In this loop, the order of execution does matter. The data used in iteration i is dependent upon the data that was produced in the previous iteration [i-1]. a would end up with very different data if the order of execution were any other than 1-2-3-4. The data dependence in this loop thus makes it ineligible for parallelization.

Not all data dependences must inhibit parallelization. The following paragraphs discuss some of the exceptions.

Nested Loops and Matrices

Some nested loops that operate on matrices may have a data dependence in the inner loop only, allowing the outer loop to be parallelized. Consider the following:

for (i=0; i<10; i++)
    for (j=1; j<100; j++)
 a[i][j] = a[i][j-1] + 1;

The data dependence in this nested loop occurs in the inner [j] loop: Each row access of a[j][i] depends upon the preceding row [j-1] having been assigned in the previous iteration. If the iterations of the j loop were to execute in any other order than the one in which they would execute on a single processor, the matrix would be assigned different values. The inner loop, therefore, must not be parallelized.
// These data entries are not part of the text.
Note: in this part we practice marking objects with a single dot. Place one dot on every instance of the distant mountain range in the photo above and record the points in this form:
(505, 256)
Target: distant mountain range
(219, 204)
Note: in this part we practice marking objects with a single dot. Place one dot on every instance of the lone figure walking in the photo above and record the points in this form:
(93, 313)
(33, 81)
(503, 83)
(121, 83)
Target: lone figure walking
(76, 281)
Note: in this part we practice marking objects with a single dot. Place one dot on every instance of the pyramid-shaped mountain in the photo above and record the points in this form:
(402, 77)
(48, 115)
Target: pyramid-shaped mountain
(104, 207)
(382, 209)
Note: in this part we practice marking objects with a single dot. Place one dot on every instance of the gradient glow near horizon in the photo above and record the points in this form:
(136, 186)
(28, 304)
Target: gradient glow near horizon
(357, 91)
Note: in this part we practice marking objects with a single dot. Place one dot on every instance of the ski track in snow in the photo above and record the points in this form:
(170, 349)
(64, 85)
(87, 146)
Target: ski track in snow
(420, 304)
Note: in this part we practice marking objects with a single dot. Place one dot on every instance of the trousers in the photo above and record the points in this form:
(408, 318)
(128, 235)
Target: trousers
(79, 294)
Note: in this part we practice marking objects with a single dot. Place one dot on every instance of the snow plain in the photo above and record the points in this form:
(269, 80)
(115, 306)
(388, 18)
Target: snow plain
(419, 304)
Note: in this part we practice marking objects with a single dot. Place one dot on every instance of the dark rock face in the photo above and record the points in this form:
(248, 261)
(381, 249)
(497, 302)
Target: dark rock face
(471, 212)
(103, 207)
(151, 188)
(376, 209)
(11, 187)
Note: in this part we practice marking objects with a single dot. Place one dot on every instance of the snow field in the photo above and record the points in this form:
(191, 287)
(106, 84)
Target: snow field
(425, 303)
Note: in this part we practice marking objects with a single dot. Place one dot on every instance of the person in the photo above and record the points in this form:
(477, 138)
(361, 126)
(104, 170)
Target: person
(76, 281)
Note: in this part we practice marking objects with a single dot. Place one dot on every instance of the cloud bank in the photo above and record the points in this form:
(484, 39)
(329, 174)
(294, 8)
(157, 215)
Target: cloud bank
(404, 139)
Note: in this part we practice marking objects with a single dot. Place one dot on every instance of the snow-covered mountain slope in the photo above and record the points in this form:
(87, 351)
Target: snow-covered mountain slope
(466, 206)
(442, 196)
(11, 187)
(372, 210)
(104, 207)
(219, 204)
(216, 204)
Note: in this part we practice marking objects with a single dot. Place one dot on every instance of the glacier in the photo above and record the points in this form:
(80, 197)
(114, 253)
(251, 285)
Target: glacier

But no such data dependence appears in the outer loop: Each column access is independent of every other column access. Consequently, the compiler can safely distribute entire columns of the matrix to execute on different processors; the data assignments will be the same regardless of the order in which the columns are executed, so long as each executes in serial order.

Assumed Dependences

When analyzing a loop, the compiler will err on the safe side and assume that what looks like a data dependence really is one and so not parallelize the loop. Consider the following:

for (i=100; i<200; i++)
    a[i] = a[i-k];

The compiler will assume that a data dependence exists in this loop because it appears that data that has been defined in a previous iteration is being used in a later iteration. However, if the value of k is 100, the dependence is assumed rather than real because a[i-k] is defined outside the loop.